Module for clustering coefficient calculations.

avg_clustering_coefficient

Calculates the average clustering coefficient \(C\) of the graph \(G=(V, E)\).

Given the local clustering coefficients \(C_u\) for all nodes \(u \in V\), the average clustering coefficient is defined as their mean:

\[ C = \frac{1}{n} \sum_{u \in V} C_u \]
Warning

This measurement of global clustering should not be confused with the global clustering coefficient defined as the fraction of closed paths of length two over all paths of length two in the graph.

Reference

Proposed by Watts and Strogatz in their seminal paper on "Collective dynamics of 'small-world' networks"1. Further details can be found in in Chapter 7.3 in Networks2 by Mark Newman.


  1. Watts, D. J. & Strogatz, S. H. Collective dynamics of 'small-world' networks. Nature 393, 440-442 (1998). 

  2. Newman, M. E. J. Networks. (Oxford University Press, 2018). doi:10.1093/oso/9780198805090.001.0001. 

Parameters:

Name Type Description Default
g pathpyG.core.graph.Graph

The graph in which to calculate the average clustering coefficient.

required

Returns:

Name Type Description
float float

The average clustering coefficient of the graph.

Source code in src/pathpyG/statistics/clustering.py
def avg_clustering_coefficient(g: Graph) -> float:
    r"""Calculates the average clustering coefficient $C$ of the [graph][pathpyG.core.graph.Graph] $G=(V, E)$.

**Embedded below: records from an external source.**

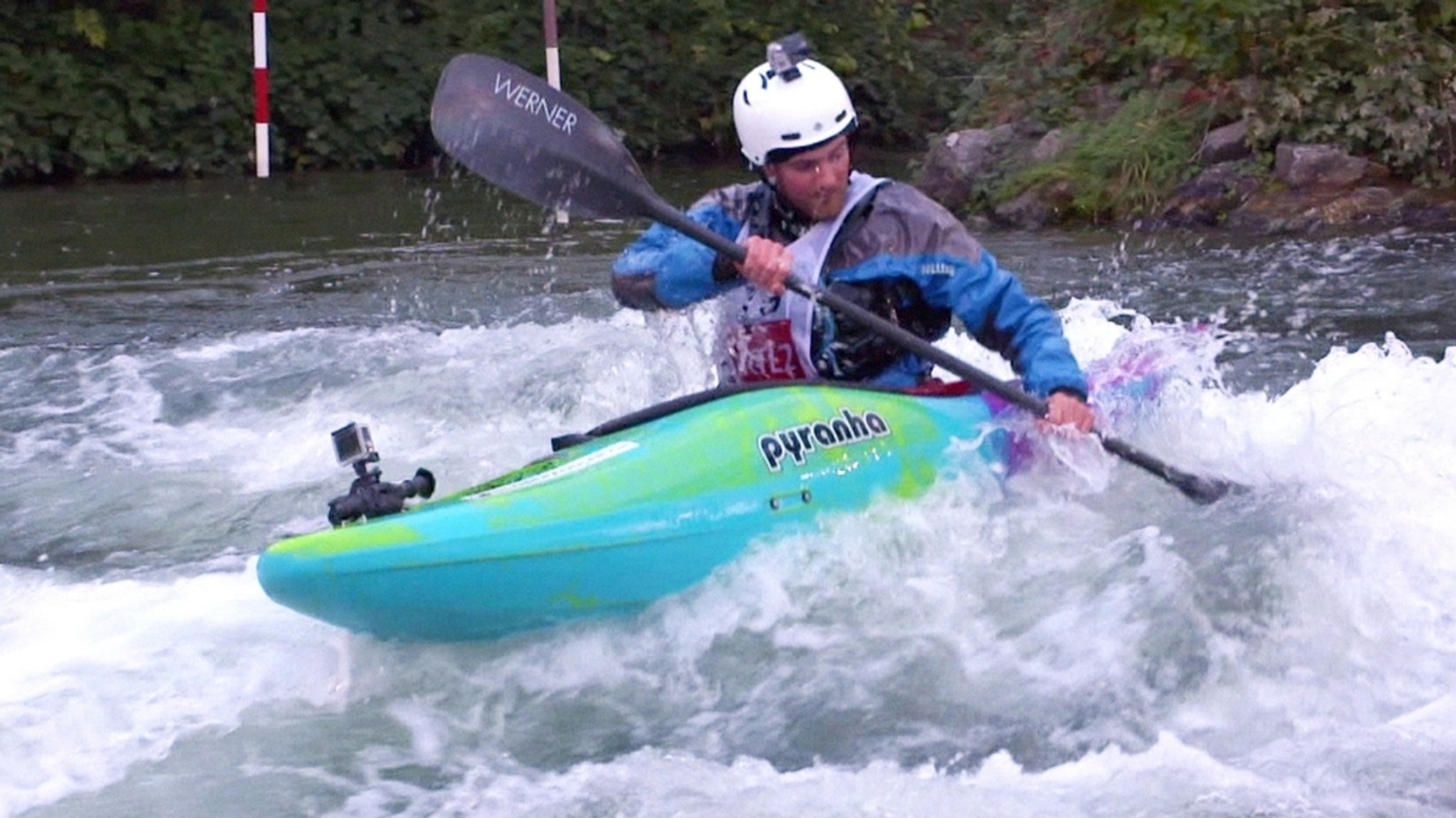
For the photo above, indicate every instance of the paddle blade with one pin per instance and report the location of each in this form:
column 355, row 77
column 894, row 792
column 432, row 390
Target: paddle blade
column 518, row 132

    Given the local clustering coefficients $C_u$ for all nodes $u \in V$,
    the average clustering coefficient is defined as their mean:

    $$
    C = \frac{1}{n} \sum_{u \in V} C_u
    $$

    Warning:
        This measurement of global clustering should not be confused with the global clustering coefficient
        defined as the fraction of closed paths of length two over all paths of length two in the graph.

    ??? reference
        Proposed by Watts and Strogatz in their seminal paper on "Collective dynamics of 'small-world' networks"[^1].
        Further details can be found in in Chapter 7.3 in *Networks*[^2] by Mark Newman.

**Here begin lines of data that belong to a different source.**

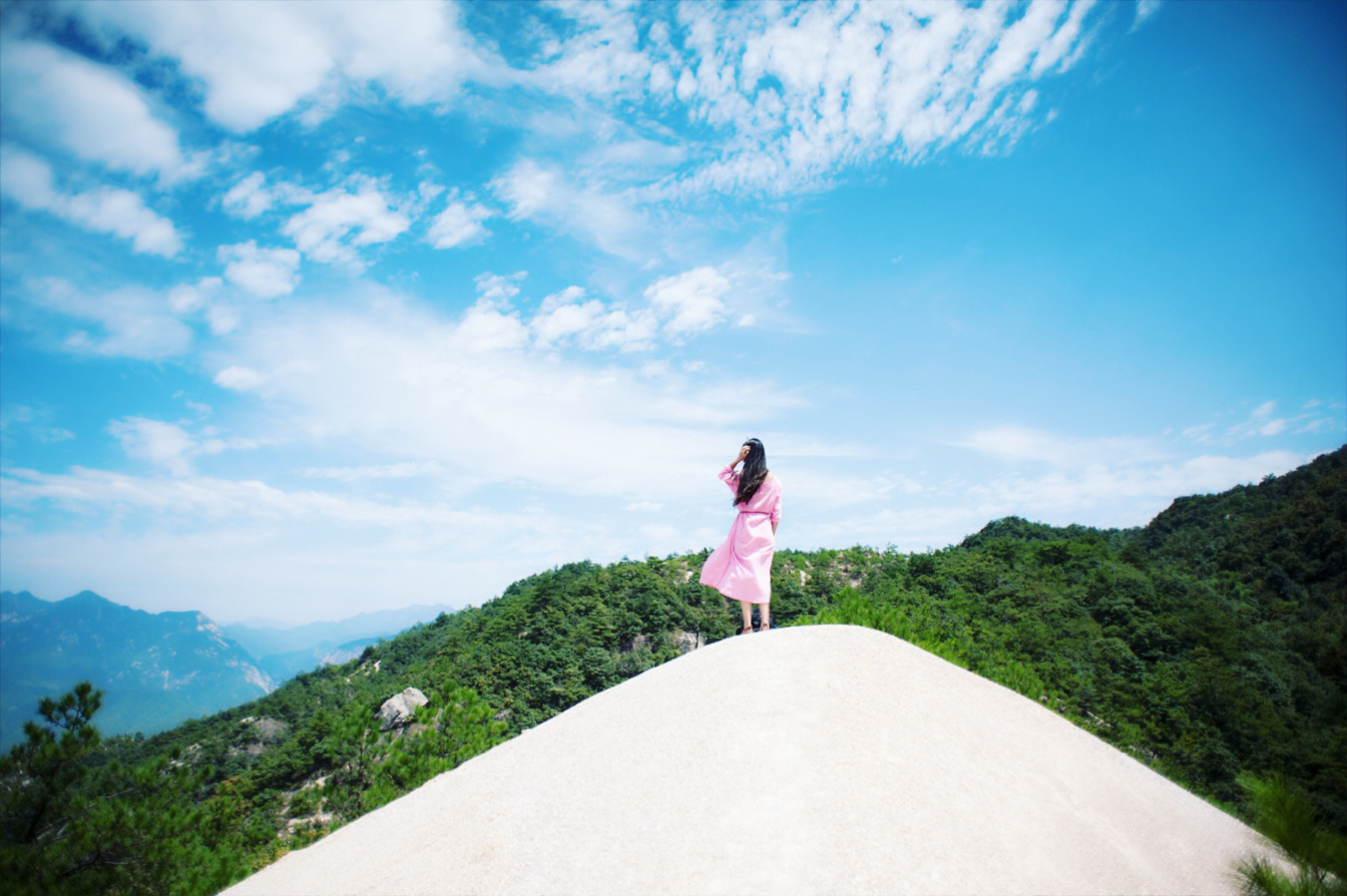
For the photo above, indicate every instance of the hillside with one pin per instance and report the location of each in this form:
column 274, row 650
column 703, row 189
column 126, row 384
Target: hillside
column 810, row 760
column 1180, row 645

    [^1]: *Watts, D. J. & Strogatz, S. H. Collective dynamics of 'small-world' networks. Nature 393, 440-442 (1998).*
    [^2]: *Newman, M. E. J. Networks. (Oxford University Press, 2018). doi:10.1093/oso/9780198805090.001.0001.*

    Args:
        g (Graph): The graph in which to calculate the average clustering coefficient.

    Returns:
        float: The average clustering coefficient of the graph.
    """
    return torch.mean(torch.tensor([local_clustering_coefficient(g, v) for v in g.nodes], dtype=torch.float32)).item()

closed_triads

Calculates the set of edges that represent a closed triad around a given node \(v\).

Parameters:

Name Type Description Default
g pathpyG.core.graph.Graph

The graph in which to calculate the list of closed triads.

required
v str

The node around which to calculate the closed triads.

required
Source code in src/pathpyG/statistics/clustering.py
def closed_triads(g: Graph, v: str) -> Set:
    """Calculates the set of edges that represent a closed triad around a given node $v$.

    Args:
        g (Graph): The graph in which to calculate the list of closed triads.
        v (str): The node around which to calculate the closed triads.
    """
    c_triads: set = set()
    edges = set()

    # Collect all edges of successors
    for x in g.successors(v):
        for y in g.successors(x):
            edges.add((x, y))

    for x, y in edges:
        if y in g.successors(v):
            c_triads.add((x, y))
    return c_triads

local_clustering_coefficient

Calculates the local clustering coefficient \(C_u\) for a given node \(u\) from a graph \(G=(V, E)\).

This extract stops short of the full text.